Sometimes I’d smell supper. Neighbors stopped
to say hello. Achingly beautiful how the sky

looked as I stood after they left. Nicer somehow
in the middle. All the trees tucking blackbirds
into their darkness. It really did take this long.

A Word From the Fat Lady

It isn't how we look up close
so much as in dreams.

Our giant is not so tall,
our lizard boy merely flaunts

crusty skin- not his fault 
they keep him in a crate

and bathe him maybe once a week.
When folks scream or clutch their hair

and poke at us and glare and speak
of how we slithered up from Hell,

it is themselves they see:
the preacher with the farmer's girls

(his bulging eyes, their chicken legs)
or the mother lurching towards the sink,

a baby quivering in her gnarled 
hands.

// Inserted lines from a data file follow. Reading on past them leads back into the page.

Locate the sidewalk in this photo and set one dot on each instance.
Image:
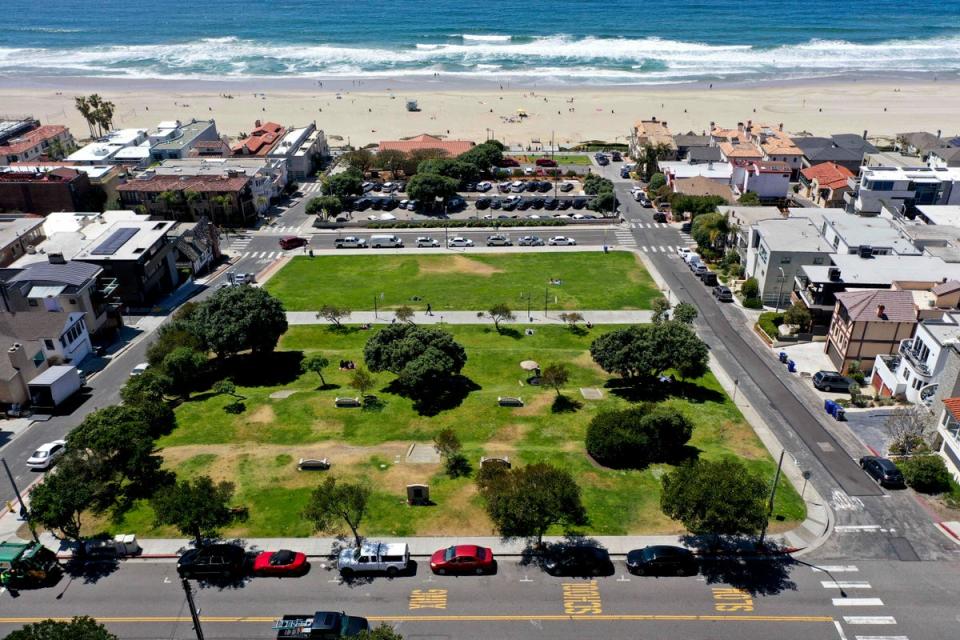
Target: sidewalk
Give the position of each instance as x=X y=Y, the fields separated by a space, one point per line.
x=470 y=317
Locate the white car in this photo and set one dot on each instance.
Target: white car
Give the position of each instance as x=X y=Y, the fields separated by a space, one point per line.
x=427 y=241
x=46 y=455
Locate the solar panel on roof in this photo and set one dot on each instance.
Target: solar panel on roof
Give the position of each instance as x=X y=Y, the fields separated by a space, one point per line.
x=116 y=240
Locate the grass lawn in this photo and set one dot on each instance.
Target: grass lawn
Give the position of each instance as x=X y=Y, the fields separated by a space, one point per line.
x=259 y=448
x=460 y=282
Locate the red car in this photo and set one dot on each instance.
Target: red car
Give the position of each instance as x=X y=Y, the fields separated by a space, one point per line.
x=280 y=563
x=462 y=558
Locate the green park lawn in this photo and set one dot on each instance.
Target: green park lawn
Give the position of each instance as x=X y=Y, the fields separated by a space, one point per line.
x=589 y=280
x=258 y=449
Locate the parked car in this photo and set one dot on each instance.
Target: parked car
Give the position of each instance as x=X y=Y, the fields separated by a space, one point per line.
x=458 y=241
x=214 y=561
x=831 y=381
x=662 y=560
x=882 y=470
x=722 y=293
x=578 y=561
x=463 y=558
x=292 y=242
x=374 y=557
x=280 y=563
x=46 y=454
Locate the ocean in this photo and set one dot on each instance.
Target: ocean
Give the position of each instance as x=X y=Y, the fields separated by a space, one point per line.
x=593 y=42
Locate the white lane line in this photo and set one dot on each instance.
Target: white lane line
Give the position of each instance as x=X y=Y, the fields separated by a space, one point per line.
x=869 y=620
x=857 y=602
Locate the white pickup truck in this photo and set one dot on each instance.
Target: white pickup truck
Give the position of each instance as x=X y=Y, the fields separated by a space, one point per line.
x=380 y=557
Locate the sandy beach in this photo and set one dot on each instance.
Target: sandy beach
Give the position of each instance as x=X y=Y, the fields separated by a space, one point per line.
x=364 y=113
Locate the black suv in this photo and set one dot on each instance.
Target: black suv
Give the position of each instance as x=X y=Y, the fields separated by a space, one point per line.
x=882 y=470
x=215 y=561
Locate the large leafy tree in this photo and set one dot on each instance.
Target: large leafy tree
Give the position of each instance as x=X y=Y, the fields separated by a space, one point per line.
x=525 y=502
x=715 y=497
x=238 y=318
x=199 y=508
x=79 y=628
x=334 y=503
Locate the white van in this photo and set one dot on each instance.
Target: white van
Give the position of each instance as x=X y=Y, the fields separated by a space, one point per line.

Horror is the company

you keep when shades are drawn.
Evil does not reside in cages.

Graves We Filled Before the Fire

Some lose children in lonelier ways:
tetanus, hard falls, stubborn fevers

that soak the bedclothes five nights running.
Our two boys went out to skate, broke

through the ice like battleships, came back
to us in canvas bags: curled

fossils held fast in ancient stone,
four hands reaching. Then two

sad beds wide enough for planting
wheat or summer-squash but filled

with boys, a barren crop. Our lives
stripped clean as oxen bones.

Rocket Fantastic [excerpt]

He's really beautiful. When he's standing in the trees like that and thinks nobody sees him. He's like a stag. Which sounds silly but he is. The way the light shines on him. The way it bounces off his hair like spray from the sprinkler. And he doesn't know it right then. Because he's looking somewhere else. Maybe up at a bird. I was standing a few feet away and turned back because I heard him whistling when he thought I wasn't listening. He wasn't thinking of me. He was looking at a bird who was sitting in the tree and looking back at him. If his shirt was off he'd have been dappled golden in the sun coming through the leaves. He didn't notice me watching him without his shirt on. He was standing in the forest and the sun was coming through the trees and covering him so he glowed. I knew he'd be warm if I walked up and touched him. And probably not mad. He's like something in a movie or like a book we'd read in summer by the pool. He didn't see me looking because he was so peaceful staring at the bird.